The officers, according to Glen Smyth, Chairman of the Metropolitan Police Federation, no longer know what sort of rules they operate under and, therefore, understandably, would rather not operate with guns in their hands. According to Mr Smyth, as quoted by Reuter’s “it had been accepted that the officers who had been suspended were acting during the incident in accordance with their training”. That raises the question of training that instructs officers to shoot because somebody is carrying a parcel that might conceivably be a sawn-off shotgun but probably is not. We are not, after all, talking about Belfast or Baghdad, but the streets of London.
There is, however, another aspect to the problem of police operating in London, and one that has not, so far, been raised by anyone in authority. Mr Smyth talks of the officers seeking “guidance, clarity and reassurance”. Well, may I humbly suggest that some of us would like some guidance, clarity and reassurance on the subject of Europol and some rather odd aspects to its existence?
On the Europol website there is this solemn introduction:
“Europol is the European Law Enforcement Organisation which aims at improving the effectiveness and co-operation of the competent authorities in the Member States in preventing and combating terrorism, unlawful drug trafficking and other serious forms of international organised crime.”Excellent, one thinks, but somewhat unnecessary, as Interpol has been dealing with the same issues for some time, reasonably successfully and there is no particular reason to suppose that this organization would be better.
Further text is no more revealing.
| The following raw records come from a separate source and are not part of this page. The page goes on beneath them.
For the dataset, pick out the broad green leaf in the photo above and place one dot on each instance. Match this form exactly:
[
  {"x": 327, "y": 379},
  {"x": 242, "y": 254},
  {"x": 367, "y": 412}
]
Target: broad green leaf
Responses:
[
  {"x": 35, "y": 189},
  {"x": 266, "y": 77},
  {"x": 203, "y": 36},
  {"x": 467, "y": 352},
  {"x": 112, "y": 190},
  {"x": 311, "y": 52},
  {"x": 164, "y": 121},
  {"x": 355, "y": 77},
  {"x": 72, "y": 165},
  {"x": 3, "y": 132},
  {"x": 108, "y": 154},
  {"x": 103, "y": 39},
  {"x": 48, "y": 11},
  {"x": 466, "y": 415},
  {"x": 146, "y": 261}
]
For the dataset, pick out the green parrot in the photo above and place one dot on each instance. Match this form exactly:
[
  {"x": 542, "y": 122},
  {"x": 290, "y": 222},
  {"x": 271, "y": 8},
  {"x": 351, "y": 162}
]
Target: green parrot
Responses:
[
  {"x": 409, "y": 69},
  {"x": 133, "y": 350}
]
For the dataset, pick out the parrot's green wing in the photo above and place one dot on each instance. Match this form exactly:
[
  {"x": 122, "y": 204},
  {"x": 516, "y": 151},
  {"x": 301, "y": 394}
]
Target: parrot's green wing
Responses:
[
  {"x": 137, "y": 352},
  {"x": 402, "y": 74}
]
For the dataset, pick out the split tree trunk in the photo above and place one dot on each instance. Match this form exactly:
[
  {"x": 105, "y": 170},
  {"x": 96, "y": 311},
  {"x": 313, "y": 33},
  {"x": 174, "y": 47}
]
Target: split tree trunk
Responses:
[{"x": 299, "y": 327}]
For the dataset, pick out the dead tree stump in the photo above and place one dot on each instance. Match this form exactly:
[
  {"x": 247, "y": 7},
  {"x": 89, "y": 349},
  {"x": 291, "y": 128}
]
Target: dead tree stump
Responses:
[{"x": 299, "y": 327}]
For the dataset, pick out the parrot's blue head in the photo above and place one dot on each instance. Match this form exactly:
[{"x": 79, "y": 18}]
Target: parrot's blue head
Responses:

What does the following sentence mean, for instance:
“The mission of Europol is to make a significant contribution to the European Union’s law enforcement action against organised crime, with an emphasis on targeting criminal organisations.”?We know that the war on terror has been a useful excuse for the EU to try to integrate many of the law promoting and law-enforcing organizations, pleading that integration is absolutely essential for information to be passed from country to country. It isn’t as it happens. What is essential is the will to deal with terrorists and terrorist organizations not the mealy-mouthed ambivalence that has characterized European attitudes.
Among the suggested measures are a greater uniformity of law and criminal procedure, the creation of a European Public Prosecutor (an old idea that, together with the European Arrest Warrant, predates the attacks of 9/11), a European Corps of Border Guards, more power to Eurojust and – here is a thing, as they say – making Europol into an investigative police force. We have covered these suggestions in several earlier blogs.
The position of Europol thus becomes rather interesting. But it is not altogether surprising. Some suspicion was raised a while ago when it became obvious that for just a few hundred staff, a rather large and elaborate structure both in managerial and resource terms was being set up. Whatever for, we asked ourselves.
Then, in 1997, several Statutory Instruments were passed, more or less on the nod, about the European Police Office. Of particular interest is SI 2973/97, entitled The European Communities (Immunities and Privileges of the European Police Office) Order 1997.
The title does not deceive. It goes through all the various immunities staff of Europol will have wherever they happen to operate, in this case the UK. No taxes or rates, no insurance or car tax or VAT; they are not to be hassled by customs or excise, should they wish to import or export anything; and their office and files will enjoy diplomatic protection, that is, no matter what information they might collect and no matter how many Acts of Freedom of Information we may pass, Europol will keep its secrets.
Part II, Article 6 states:
“Europol shall have immunity from suit and legal process, except to the extent that the Director shall have waived such immunity in a particular case, in respect of any damage caused to an individual as a result of legal or factual errors in data stored or processed at Europol.”Hmm. One cannot help wondering about that.
Or what are we to make of Part III, Article 15:
“Except in so far as in any particular case any privilege or immunity is waived by the Board, in the case of the Director, Financial Controller and members of the Financial Committee, by the Director, in the case of staff members of Europol, or, in the case of the members of the Board, by the Member State of the European Union of which the member is the representative, such persons shall enjoy immunity from suit and legal process in respect of acts, including words written or spoken, done by them in the exercise of their official functions, except in respect of civil liability in the case of damage arising from a road traffic accident caused by them.”Good. At least, if they prang your car, pursuing a suspected international drug dealer, they will be liable to you. Though if said suspect turns out to be completely innocent, well, too bad. The officers in question are exempt from suit and legal process, unless their bosses say otherwise.
That brings me back to the table leg case. As we know, the Italian Minister of Foreign Affairs already describes Europol as an operational force and that is certainly what is proposed under Tampere II. Well, now, what will happen in the case of a joint operation? Will Europol officers have immunity, if a man gets shot because he is carrying a wrapped table leg, which could be a sawn-off shotgun, while Met officers have to be responsible for their actions? Do we know what the chain of command will be? Who will be taking responsibility? More to the point, does the newly appointed Commissioner, Sir Ian Blair know?